Question

\(f(x) = \) \(\frac{x^2+2x−15}{x^2−7x−18}\) is negative if and only if

• A. \(-5 < x < -2\) or \( 3 < x < 9\)
• B. \(-2 < x < 3\) or \(x > 9\)
• C. \(x < -5\) or \(3 < x < 9\)
• D. \(x < -5 \) or \(-2 < x < 3\)

Answer 1

The Correct Option is A

We are tasked with finding when \( f(x) \) is negative. To do so, we need to determine the sign of \( f(x) \) in different intervals defined by its zeros. Let's first find the zeros of the numerator and denominator:

Step 1: Finding the zeros of the numerator

The numerator is \( x^2 + 2x - 15 \), which factors as: \[ (x + 5)(x - 3) = 0 \] This gives zeros at: \[ x = -5 \quad \text{and} \quad x = 3 \]

Step 2: Finding the zeros of the denominator

The denominator is \( x^2 - 7x - 18 \), which factors as: \[ (x + 2)(x - 9) = 0 \] This gives zeros at: \[ x = -2 \quad \text{and} \quad x = 9 \]

Step 3: Defining intervals

Using these zeros, we define the following intervals: \[ (-\infty, -5), (-5, -2), (-2, 3), (3, 9), (9, \infty) \]

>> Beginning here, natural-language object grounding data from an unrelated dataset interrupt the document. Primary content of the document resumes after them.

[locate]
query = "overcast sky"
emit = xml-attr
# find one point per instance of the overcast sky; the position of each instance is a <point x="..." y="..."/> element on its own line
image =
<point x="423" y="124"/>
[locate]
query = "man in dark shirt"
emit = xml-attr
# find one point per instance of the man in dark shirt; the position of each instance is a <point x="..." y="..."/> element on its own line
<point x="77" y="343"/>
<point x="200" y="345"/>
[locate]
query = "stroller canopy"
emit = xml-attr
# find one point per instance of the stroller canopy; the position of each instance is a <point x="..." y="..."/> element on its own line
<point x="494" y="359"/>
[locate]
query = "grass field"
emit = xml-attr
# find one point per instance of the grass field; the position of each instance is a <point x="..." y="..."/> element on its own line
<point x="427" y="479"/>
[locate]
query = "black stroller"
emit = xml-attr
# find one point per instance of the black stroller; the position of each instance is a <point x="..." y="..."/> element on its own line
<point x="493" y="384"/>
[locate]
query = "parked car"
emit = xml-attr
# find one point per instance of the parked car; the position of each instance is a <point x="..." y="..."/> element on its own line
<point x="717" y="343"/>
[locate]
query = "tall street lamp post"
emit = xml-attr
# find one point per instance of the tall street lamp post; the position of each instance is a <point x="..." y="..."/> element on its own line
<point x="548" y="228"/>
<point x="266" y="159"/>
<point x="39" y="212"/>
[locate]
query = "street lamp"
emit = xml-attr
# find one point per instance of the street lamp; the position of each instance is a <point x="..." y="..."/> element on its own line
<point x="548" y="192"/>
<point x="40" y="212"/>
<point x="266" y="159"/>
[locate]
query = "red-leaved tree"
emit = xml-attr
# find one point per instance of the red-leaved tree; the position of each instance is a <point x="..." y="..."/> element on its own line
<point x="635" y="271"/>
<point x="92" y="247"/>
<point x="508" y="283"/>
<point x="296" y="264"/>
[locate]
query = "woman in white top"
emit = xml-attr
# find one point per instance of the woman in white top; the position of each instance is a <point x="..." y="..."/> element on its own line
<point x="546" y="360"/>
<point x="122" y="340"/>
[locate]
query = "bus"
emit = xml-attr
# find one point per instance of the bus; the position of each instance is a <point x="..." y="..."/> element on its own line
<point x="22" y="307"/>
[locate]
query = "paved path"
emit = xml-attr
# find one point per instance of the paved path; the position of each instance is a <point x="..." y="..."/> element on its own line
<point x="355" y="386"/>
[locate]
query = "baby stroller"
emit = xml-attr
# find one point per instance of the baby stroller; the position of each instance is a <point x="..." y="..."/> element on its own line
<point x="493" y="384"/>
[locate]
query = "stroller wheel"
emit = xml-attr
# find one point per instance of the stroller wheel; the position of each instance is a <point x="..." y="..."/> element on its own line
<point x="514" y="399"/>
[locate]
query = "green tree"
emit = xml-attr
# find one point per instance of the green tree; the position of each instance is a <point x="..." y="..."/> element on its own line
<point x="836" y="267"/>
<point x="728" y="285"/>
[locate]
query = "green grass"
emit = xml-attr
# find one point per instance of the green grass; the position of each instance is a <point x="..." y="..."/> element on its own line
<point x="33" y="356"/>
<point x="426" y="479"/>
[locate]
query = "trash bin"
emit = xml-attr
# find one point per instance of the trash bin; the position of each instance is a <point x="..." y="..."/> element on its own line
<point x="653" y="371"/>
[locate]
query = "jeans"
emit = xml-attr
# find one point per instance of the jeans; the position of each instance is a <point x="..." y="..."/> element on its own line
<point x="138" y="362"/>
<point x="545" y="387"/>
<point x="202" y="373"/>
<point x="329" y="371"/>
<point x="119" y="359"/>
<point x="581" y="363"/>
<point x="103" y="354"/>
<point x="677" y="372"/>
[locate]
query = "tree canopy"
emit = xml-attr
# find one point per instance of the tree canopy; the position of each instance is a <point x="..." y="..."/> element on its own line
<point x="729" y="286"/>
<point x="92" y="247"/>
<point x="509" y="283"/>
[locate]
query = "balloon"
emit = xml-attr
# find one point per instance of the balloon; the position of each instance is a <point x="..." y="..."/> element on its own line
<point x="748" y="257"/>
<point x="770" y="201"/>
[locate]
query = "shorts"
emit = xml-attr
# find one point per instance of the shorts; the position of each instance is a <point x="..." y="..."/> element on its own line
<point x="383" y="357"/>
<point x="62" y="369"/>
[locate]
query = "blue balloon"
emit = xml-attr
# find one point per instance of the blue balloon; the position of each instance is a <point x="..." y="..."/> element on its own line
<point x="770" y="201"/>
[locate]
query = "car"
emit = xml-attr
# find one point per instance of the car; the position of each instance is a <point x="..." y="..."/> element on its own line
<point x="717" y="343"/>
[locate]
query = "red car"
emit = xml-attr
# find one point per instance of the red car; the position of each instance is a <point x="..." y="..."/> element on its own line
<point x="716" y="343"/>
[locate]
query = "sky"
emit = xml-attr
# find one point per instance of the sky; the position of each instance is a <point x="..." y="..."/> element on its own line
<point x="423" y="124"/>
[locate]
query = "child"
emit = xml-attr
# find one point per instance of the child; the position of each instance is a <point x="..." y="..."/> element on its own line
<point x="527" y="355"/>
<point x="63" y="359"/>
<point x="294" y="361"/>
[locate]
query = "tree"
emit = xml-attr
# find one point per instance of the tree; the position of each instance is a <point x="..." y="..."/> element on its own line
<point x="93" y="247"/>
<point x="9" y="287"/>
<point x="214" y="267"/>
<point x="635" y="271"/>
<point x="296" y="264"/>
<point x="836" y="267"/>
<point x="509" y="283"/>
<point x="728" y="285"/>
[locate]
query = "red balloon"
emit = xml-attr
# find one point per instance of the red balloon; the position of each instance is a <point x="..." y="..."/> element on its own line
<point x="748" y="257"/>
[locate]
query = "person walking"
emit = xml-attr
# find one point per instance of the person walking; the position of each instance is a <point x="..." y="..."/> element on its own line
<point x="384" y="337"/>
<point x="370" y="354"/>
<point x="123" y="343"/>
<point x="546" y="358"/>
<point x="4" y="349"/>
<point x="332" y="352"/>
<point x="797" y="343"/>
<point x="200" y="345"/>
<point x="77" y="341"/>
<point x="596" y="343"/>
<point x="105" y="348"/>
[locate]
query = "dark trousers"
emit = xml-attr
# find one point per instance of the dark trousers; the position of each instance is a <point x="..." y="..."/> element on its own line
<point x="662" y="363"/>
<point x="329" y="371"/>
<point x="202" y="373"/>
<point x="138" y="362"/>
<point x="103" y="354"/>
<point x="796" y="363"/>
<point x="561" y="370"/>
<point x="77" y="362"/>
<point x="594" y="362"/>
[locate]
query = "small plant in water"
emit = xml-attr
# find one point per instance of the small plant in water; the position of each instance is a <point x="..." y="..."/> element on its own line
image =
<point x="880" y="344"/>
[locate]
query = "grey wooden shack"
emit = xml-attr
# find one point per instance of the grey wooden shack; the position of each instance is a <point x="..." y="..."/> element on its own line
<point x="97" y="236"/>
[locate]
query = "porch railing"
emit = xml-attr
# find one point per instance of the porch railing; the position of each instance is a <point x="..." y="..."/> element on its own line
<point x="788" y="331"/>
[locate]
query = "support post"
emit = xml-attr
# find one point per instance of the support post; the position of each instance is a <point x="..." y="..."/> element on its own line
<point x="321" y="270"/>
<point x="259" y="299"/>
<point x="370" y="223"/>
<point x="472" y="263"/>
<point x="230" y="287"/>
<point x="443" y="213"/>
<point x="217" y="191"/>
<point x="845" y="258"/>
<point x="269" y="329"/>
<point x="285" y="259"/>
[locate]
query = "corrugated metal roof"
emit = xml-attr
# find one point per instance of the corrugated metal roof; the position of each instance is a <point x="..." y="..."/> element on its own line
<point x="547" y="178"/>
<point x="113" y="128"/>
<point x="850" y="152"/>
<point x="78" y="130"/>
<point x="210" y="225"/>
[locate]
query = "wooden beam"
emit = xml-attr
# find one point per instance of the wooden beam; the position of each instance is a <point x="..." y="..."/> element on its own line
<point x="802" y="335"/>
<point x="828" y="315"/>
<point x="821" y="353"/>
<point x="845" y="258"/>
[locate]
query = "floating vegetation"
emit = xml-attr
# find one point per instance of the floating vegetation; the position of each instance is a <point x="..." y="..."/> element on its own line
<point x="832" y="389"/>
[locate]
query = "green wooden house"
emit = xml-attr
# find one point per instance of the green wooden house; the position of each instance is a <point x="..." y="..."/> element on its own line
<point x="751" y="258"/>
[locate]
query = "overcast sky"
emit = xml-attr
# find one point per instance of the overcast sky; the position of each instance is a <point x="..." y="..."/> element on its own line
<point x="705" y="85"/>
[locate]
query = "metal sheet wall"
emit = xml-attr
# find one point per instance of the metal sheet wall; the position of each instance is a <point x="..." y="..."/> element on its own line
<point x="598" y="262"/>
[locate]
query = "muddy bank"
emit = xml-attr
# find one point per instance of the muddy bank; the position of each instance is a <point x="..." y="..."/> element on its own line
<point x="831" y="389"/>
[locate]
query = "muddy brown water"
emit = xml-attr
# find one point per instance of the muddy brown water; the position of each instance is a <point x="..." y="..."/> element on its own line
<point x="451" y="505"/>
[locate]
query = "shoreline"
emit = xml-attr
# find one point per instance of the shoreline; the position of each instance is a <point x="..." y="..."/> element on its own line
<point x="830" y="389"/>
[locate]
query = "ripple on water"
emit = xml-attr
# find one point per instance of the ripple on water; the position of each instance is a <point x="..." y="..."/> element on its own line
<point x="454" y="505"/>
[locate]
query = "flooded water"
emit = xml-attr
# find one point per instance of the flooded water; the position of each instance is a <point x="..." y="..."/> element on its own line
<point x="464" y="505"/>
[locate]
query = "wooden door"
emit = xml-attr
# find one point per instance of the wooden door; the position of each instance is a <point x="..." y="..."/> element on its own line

Step 4: Testing the sign of \( f(x) \) in each interval

Now, we will test the sign of \( f(x) \) in each of these intervals by picking a test point from each:

• Test \( x = -6 \) in \( (-\infty, -5) \): \[ f(-6) = \frac{(-)}{(-)} = \text{positive} \]
• Test \( x = -3 \) in \( (-5, -2) \): \[ f(-3) = \frac{(+)}{(-)} = \text{negative} \]
• Test \( x = 0 \) in \( (-2, 3) \): \[ f(0) = \frac{(-)}{(-)} = \text{positive} \]
• Test \( x = 6 \) in \( (3, 9) \): \[ f(6) = \frac{(+)}{(-)} = \text{negative} \]
• Test \( x = 10 \) in \( (9, \infty) \): \[ f(10) = \frac{(+)}{(+)} = \text{positive} \]

Step 5: Conclusion

From the above evaluations, \( f(x) \) is negative in the intervals: \[ (-5, -2) \quad \text{and} \quad (3, 9) \]

Final Answer:

The correct option is \( \boxed{(-5 < x < -2 \text{ or } 3 < x < 9)} \).

Answer 2

We are given the rational function: 

\[ f(x) = \frac{x^2 + 2x - 15}{x^2 - 7x - 18} < 0 \] Which can be factored as: \[ \frac{(x + 5)(x - 3)}{(x - 9)(x + 2)} < 0 \]

Step 1: Identifying critical points

The critical points are the zeros of the numerator and denominator: \[ x = -5, \, -2, \, 3, \, 9 \]

Step 2: Testing the sign in different intervals

We now analyze the sign of the expression in the intervals defined by these critical points: \( (-\infty, -5), (-5, -2), (-2, 3), (3, 9), (9, \infty) \). - **For \( x < -5 \)**: All four terms \((x + 5), (x - 3), (x - 9), (x + 2)\) will be negative, resulting in a positive overall expression. - **For \( x > 9 \)**: All four terms will be positive, leading to a positive overall expression. - **For \( -2 < x < 3 \)**: Two terms are negative and two are positive, resulting in a positive overall expression. - **For \( -5 < x < -2 \) and \( 3 < x < 9 \)**: The expression will be negative as two terms are positive and two are negative.

Step 3: Conclusion

From the analysis above, the expression \( f(x) \) is negative in the intervals: \[ (-5 < x < -2) \quad \text{or} \quad (3 < x < 9) \]

Final Answer:

The correct option is \( \boxed{(-5 < x < -2 \text{ or } 3 < x < 9)} \).